Please email firstname.lastname@example.org or email@example.com to receive the zoom link for this defence.
This thesis presents a comprehensive investigation into the design and fabrication of kirigami, a 2D mechanical metamaterial, and microwave sensing metamaterials for various applications, including antifouling surfaces and sensors. This work focuses on the development of suspended kirigami inverted Nil-adhesion surfaces (SKINS) for reducing foulant adhesion, the application of electrical microwave sensors in smart low interfacial toughness coatings (LIT) for hybrid de-icing, and the combination of electrical and mechanical metamaterials for strain and humidity sensing. The study discusses the novel approach of SKINS for fouling reduction, showcasing the unique capabilities of kirigami-based design in mitigating fouling issues. It further presents the investigation of electrical microwave sensors and their role in creating smart LIT coatings, with a focus on temperature effects and the potential to tailor interfacial properties through heater coverage.

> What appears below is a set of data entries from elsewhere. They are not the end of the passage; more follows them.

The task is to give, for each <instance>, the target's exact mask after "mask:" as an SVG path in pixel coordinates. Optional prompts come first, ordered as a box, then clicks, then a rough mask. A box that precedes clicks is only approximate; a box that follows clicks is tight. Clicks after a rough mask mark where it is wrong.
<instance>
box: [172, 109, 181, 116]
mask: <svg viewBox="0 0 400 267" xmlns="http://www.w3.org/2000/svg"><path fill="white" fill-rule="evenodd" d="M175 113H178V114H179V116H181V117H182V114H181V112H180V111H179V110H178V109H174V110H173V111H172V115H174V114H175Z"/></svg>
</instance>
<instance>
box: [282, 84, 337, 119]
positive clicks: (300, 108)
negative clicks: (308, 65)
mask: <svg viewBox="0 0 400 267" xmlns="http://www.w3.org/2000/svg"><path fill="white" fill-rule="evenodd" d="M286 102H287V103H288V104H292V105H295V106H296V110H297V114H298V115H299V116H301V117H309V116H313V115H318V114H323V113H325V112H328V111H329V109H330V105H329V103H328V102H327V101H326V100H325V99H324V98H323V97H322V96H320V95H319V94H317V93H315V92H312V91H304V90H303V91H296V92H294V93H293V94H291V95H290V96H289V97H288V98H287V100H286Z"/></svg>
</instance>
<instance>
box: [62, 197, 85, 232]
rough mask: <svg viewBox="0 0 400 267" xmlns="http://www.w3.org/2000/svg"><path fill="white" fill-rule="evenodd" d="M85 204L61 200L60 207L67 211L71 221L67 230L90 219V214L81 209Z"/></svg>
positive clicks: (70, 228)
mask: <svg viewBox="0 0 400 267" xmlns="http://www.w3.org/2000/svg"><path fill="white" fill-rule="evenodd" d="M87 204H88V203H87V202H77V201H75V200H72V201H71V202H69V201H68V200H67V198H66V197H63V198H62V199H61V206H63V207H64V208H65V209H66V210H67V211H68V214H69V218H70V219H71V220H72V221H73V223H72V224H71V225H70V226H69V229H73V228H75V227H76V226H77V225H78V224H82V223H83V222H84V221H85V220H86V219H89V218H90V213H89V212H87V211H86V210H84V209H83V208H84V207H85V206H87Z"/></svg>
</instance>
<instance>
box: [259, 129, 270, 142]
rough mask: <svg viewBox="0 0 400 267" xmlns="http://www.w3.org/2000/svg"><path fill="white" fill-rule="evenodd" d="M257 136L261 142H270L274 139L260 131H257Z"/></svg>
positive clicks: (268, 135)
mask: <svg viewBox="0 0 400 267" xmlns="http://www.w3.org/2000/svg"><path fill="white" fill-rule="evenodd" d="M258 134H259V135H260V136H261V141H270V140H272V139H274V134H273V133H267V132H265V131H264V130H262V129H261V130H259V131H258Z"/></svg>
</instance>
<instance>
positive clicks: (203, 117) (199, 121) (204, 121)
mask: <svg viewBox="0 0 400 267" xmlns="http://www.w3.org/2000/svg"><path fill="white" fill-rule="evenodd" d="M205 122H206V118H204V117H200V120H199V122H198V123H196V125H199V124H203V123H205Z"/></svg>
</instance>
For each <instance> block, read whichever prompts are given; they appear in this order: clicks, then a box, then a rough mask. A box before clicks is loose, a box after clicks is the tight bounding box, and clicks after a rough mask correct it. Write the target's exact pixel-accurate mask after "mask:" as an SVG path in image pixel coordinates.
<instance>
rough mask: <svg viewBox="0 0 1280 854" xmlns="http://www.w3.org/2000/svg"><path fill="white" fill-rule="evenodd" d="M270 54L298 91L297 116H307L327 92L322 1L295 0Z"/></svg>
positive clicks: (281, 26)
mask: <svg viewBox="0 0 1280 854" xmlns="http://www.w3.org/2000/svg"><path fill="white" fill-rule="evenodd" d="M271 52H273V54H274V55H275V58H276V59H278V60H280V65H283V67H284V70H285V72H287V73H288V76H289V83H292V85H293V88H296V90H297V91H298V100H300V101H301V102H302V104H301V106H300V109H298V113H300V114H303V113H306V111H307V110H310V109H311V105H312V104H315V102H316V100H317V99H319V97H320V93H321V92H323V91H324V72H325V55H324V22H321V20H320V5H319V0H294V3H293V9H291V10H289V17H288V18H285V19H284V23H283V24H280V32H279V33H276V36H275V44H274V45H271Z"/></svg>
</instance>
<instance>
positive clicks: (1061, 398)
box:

Additionally, this work details the design and optimization of kirigami structures and split ring resonators for strain sensing, as well as the study of humidity sensing and thermal regulation using kirigami structures fabricated from humidity-absorber material, Nylon 6-6. Overall, this thesis contributes to the field of metamaterials and highlights their potential for further research and practical applications. The findings presented in this thesis pave the way for advancements in areas such as antifouling surfaces, sensors, and smart coatings, and provide insights for future research in the field of metamaterials.